Or:
How the Woke monster originated
In the summer of 772, fifty years after Boniface’s felling of Thunor’s oak, another tree—the greatest of all the Saxons’ totems—was brought crashing down. Fearsome, phallic, and famed across Saxony, the Irminsul was believed by devotees of the ancient gods to uphold the heavens. But it did not. The skies remained in their place, even once the sanctuary had been demolished. Yet to the Saxons themselves, it might well have seemed as though the pillars of the world were crumbling. Devastation on a scale never before visited on their lands was drawing near. The desecrator of the Irminsul was no missionary, but a king at the head of the most menacing war-machine in Europe. Charles, the younger son of Pepin, had ascended to the sole rule of the Franks only the previous December. Not since the vanished age of the Caesars had anyone in the West commanded such resources. Prodigious both in his energies and in his ambitions, he exerted a sway that was Roman in its scope. In 800, the pope set an official seal on the comparison in Rome itself: for there, on Christmas Day, he crowned the Frankish warlord, and hailed him as ‘Augustus’. Then, having done so, he fell before Charles’ feet. Such obeisance had for centuries been the due of only one man: the emperor in Constantinople. Now, though, the West had its own emperor once again. Charles, despite his reluctance to admit that he might owe anything to an Italian bishop, and his insistence that, had he only known what the pope was planning, he would never have permitted it, did not reject the title. King of the Franks and ‘Christian Emperor’, he would be remembered by later generations as Charles the Great: Charlemagne.
Many were his conquests. During the four decades and more of his rule, he succeeded in annexing northern Italy, capturing Barcelona from the Arabs, and pushing deep into the Carpathian Basin. Yet of all Charlemagne’s many wars, the bloodiest and most exhausting was the one he launched against the Saxons… [pages 207-208]
On the same page Tom Holland talks about what this warlord, who wanted to imitate King David, did in 782: in a single day he beheaded 4,500 Saxon prisoners who refused to worship the god of the Jews. Then he adds:
There was more to the bloody rhythms of Frankish campaigning, however, than the goal merely of securing for the new Israel a troubled flank. Charlemagne aimed as well at something altogether more novel: the winning of the Saxons for Christ.
Christianity was imposed by force upon the white race. The Aryan religions were destroyed by Constantine and his successors as well as by Charlemagne and his successors: the architects of a Dark Age which in our woke days has reached its blackest hour.
What American white nationalists did not, do not and will not understand is that like other Jews St Paul was, in itself, harmless. It required imperial violence by Aryans to impose his subversive ideas on white peoples. I have said it many times: as long as the racial right doesn’t want to see historical reality, their movement shouldn’t be taken seriously.
Only by washing away all that they had been, and erasing entirely their former existence, could they be brought to a proper submission. In 776, Charlemagne imposed a treaty on the Saxons that obliged them to accept baptism. Countless men, women and children were led into a river, there to become Christian. Nine years later, after the crushing of yet another rebellion, Charlemagne pronounced that ‘scorning to come to baptism’ would henceforward merit death. So too, he declared, would offering sacrifice to demons [the Germanic Gods—Ed.], or cremating a corpse, or eating meat during the forty days before Easter. Ruthlessly, determinedly, the very fabric of Saxon life was being torn apart. There would be no stitching it back together. Instead, dyed in gore, its ragged tatters were to lie for ever in the mud. As a programme for bringing an entire pagan people to Christ, it was savage as none had ever been before. A bloody and imperious precedent had been set. [page 209]

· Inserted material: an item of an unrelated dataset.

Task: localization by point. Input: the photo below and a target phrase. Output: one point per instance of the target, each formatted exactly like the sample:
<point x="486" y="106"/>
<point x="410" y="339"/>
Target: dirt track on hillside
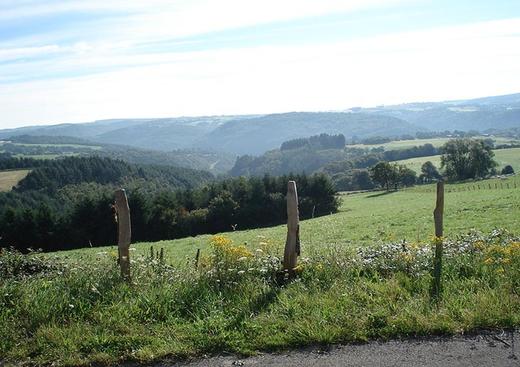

History and biography are the same animal: the former is simply a conglomeration of many biographies. In my previous post, I said that my family of normies have not wanted to see tragedy because of their denials and repressions, something very common in human beings (cf. Susan Forward’s Toxic Parents). Exactly the same could be said not only of Western historians but of all readers of history who see the history of white peoples through a lens sympathetic to the religion of our parents.
In the following pages Holland again mentions how this monster (that deluded whites call Charles the Great) was inspired by the book of our ethnic enemies:
Charlemagne, declaring in 789 his ambition to see his subjects ‘apply themselves to a good life’, cited as his model a king from the Old Testament: Josiah, who had discovered in the Temple a copy of the law given to Moses. ‘For we read how the saintly Josiah, by visitation, correction and admonition, strove to recall the kingdom which God had given him to the worship of the true God.’ [Admonitio Generalis. Preface.]